Apenas me he levantado y la ducha tibia me ha despojado de los retazos tardíos del sueño. Mientras el aroma del café matinal barboteando en el fuego penetra mis sentidos cual afilado puñal, he sentido el irrefrenable impulso de escribir, mi atenta lectora.
Ha penetrado en mis venas la impostergable necesidad de la palabra, ese cruel veneno que nos penetra y toma por sorpresa y ya no nos abandona más. Ese monstruo despiadado que sediento bebe tu sangre y no sacia su apetito sino con nuevas dosis. Esclavo de ese insidioso verdugo, me siento frente al papel –resignado-, a procurar calmar su furia. Dejo entonces abierta la cárcel de mi mano, para que sea ella, voluntaria cómplice de mis sentidos, la que haya de encontrar las elusivas palabras que habrán de llegar a ti, mi curiosa lectora.

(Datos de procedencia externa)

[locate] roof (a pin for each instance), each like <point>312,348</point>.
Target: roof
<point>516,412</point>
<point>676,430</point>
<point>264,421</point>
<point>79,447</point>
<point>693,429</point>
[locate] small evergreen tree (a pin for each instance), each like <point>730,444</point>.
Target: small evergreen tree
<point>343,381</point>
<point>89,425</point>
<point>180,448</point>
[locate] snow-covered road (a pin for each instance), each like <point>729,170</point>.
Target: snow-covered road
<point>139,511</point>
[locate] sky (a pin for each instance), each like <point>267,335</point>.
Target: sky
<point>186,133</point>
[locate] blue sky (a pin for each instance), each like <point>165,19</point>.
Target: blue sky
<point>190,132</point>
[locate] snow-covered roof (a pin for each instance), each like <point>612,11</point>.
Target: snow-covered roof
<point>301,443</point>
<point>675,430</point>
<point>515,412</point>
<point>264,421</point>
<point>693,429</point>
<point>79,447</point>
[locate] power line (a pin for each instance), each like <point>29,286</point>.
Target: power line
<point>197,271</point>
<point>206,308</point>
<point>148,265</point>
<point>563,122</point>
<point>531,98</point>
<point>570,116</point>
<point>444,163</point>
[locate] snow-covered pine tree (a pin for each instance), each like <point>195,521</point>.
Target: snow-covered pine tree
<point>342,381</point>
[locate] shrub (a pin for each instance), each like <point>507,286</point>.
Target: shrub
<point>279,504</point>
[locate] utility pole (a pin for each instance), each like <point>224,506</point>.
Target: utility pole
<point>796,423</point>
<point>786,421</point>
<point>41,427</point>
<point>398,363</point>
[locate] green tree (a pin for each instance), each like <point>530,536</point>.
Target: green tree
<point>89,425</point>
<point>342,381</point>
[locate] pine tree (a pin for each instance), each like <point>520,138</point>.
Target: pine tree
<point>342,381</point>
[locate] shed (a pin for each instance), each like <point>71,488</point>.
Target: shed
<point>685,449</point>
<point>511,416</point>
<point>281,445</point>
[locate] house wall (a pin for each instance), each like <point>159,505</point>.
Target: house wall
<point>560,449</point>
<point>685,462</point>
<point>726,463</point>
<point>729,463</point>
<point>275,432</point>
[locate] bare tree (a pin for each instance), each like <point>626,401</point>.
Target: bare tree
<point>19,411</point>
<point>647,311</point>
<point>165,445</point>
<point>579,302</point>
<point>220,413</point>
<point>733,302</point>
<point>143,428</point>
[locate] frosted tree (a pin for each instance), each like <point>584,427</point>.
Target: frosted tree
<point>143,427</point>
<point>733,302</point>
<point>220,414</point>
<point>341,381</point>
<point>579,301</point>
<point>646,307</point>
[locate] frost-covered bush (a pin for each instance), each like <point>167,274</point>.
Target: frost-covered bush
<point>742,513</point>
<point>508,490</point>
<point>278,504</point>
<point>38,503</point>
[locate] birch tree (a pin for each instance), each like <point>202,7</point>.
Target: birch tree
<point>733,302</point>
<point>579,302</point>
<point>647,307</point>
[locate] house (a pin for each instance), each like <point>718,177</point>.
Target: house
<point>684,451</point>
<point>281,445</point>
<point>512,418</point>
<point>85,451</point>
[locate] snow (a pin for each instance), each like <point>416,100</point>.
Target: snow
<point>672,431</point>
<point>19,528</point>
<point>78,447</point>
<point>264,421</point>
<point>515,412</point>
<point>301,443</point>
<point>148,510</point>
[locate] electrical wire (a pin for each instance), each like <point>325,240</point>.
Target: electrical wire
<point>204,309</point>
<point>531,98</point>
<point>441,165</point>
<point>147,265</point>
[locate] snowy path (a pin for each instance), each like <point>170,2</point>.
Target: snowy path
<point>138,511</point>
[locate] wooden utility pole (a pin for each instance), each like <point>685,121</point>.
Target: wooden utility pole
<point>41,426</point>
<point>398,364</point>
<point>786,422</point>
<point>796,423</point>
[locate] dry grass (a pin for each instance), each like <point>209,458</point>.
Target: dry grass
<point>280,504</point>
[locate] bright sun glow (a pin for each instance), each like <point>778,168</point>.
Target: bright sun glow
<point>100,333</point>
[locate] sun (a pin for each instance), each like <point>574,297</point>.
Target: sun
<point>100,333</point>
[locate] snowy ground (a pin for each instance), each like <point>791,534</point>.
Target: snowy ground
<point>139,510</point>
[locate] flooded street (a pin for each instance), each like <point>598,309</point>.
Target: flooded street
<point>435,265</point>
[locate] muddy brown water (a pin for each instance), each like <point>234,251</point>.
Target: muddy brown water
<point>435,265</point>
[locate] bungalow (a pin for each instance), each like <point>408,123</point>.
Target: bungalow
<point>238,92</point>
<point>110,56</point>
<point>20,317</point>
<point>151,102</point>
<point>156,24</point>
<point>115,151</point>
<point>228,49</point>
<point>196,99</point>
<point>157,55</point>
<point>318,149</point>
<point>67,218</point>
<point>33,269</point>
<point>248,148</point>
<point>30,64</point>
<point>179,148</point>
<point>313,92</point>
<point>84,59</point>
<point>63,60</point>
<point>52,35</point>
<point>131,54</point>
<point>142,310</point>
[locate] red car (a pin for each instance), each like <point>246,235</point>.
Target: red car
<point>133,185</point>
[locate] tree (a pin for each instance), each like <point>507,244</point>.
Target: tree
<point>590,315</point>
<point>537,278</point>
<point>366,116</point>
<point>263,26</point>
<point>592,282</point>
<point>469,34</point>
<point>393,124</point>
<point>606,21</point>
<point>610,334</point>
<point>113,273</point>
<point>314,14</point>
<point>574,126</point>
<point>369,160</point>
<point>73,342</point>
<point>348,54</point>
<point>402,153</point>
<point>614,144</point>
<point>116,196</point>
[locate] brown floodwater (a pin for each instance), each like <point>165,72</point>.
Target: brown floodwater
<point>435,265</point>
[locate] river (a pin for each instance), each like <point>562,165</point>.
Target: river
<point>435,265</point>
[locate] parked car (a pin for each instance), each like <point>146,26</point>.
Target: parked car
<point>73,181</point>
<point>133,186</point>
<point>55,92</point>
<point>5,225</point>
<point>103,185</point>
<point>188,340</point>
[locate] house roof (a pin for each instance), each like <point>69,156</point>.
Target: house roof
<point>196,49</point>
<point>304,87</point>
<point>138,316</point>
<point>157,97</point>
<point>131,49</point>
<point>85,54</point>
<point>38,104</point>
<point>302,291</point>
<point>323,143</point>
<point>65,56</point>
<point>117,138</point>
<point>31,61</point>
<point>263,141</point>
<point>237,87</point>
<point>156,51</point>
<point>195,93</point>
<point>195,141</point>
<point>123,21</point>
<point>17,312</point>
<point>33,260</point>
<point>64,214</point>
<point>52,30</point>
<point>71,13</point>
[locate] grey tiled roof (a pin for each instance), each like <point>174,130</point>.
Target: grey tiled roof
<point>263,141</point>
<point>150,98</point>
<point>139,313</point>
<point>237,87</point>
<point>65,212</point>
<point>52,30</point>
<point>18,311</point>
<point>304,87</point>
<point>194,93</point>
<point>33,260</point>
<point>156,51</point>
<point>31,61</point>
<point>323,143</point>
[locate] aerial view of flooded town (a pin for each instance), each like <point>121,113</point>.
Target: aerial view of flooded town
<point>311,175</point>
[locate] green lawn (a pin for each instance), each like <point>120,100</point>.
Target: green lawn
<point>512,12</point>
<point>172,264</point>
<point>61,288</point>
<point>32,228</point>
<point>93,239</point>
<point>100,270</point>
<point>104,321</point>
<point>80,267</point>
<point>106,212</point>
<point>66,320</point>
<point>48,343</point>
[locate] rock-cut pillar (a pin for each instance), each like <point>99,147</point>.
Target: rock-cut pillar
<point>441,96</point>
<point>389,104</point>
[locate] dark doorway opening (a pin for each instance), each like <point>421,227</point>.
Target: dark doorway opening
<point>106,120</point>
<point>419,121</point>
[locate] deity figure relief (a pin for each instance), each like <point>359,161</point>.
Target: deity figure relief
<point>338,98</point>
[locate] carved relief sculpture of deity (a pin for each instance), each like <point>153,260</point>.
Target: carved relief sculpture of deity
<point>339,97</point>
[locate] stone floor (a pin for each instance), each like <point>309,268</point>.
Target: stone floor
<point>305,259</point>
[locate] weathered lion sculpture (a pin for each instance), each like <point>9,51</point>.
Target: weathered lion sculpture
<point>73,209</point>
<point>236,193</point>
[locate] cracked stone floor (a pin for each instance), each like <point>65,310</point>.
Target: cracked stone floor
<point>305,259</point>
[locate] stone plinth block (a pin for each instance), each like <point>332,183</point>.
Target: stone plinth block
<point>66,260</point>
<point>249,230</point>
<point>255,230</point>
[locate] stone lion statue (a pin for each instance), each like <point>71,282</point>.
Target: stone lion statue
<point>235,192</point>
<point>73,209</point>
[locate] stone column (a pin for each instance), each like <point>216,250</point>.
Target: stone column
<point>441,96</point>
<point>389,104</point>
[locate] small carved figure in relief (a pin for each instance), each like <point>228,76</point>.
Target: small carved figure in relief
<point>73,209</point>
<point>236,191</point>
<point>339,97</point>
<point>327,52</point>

Serán palabras heridas de esperanza, que formarán doloridas frases tributarias de tu lacerante ausencia. Mi espíritu, oprimido por tu desesperada distancia, liberado de su impotente e inerme dueño, conseguirá la fuerza perdida para poner en papel lo que el alma desgarrada por tu vacío, sólo puede murmurar en un ininteligible vagido.
Será él quien encontrará el modo de decirte, mi amada ausencia, el ruego que el alma pronuncia.
Serán palabras dolidas.
Serán, mi anhelada amiga, el reflejo de un alma rasgada por tu falta, pero será también una sonora plegaria pronunciada con esperanza, no ya de sentir tu presencia, sino sólo y nada más que ello, el de escuchar de tus labios un: lo siento, aquí estoy y pienso en tí.
Sólo entonces, mi adivinada lectora, mi alma tendrá esperanza y mis palabras el renovado perfume de saber que la enervante diaria espera no es en vano.